The Story
Why it exists.
The beginning
Mark Buxton composed a cologne that refused to behave like one. No fresh soapy opening. No safe aquatic middle. Just a flat contradiction of what the word 'cologne' implied at the time. It subverts expectations while wearing the familiar trappings of a classic form. The structure itself makes the statement, inviting the wearer to reconsider what a cologne can be.
What makes this interesting isn't the ingredients, it's the structure. That aldehyde-bergamot-lime opening reads almost classical, like a Chanel in waiting. Then the heart detonates: twelve ingredients, warm spices and florals that pull in every direction at once.

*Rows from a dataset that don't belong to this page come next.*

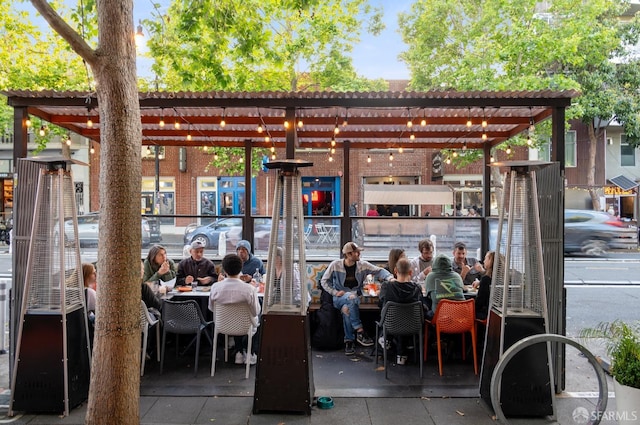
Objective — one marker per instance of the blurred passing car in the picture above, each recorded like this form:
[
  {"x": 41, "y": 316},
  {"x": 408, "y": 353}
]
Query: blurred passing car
[
  {"x": 88, "y": 231},
  {"x": 209, "y": 234},
  {"x": 595, "y": 232}
]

The contrast between a familiar citrus opening and a heart that refuses to be conventional is the whole point. The composition unfolds like a carefully constructed argument, each note taking a position.
The evolution
The aldehydes hit first, bright, fizzy, immediate. That champagne quality fades as bergamot and lime take over. Then the hand-off: cinnamon and clove arrive with purpose, followed by Turkish rose doing something quietly luxurious. Honey appears in the middle act, threading sweetness through the spice without softening it. The drydown belongs to cedar and frankincense, a quiet, resinous warmth that lingers closest to the skin, present and personal rather than announced.
Cultural impact
This cologne attracted attention slowly, finding its audience through repeated wearing rather than immediate impact. It was reissued in 2017 through the Olfactory Library series, confirming it had outlasted its original moment without becoming dated. The reissue suggests something worth noting: fragrances that challenge convention often find their time later rather than sooner.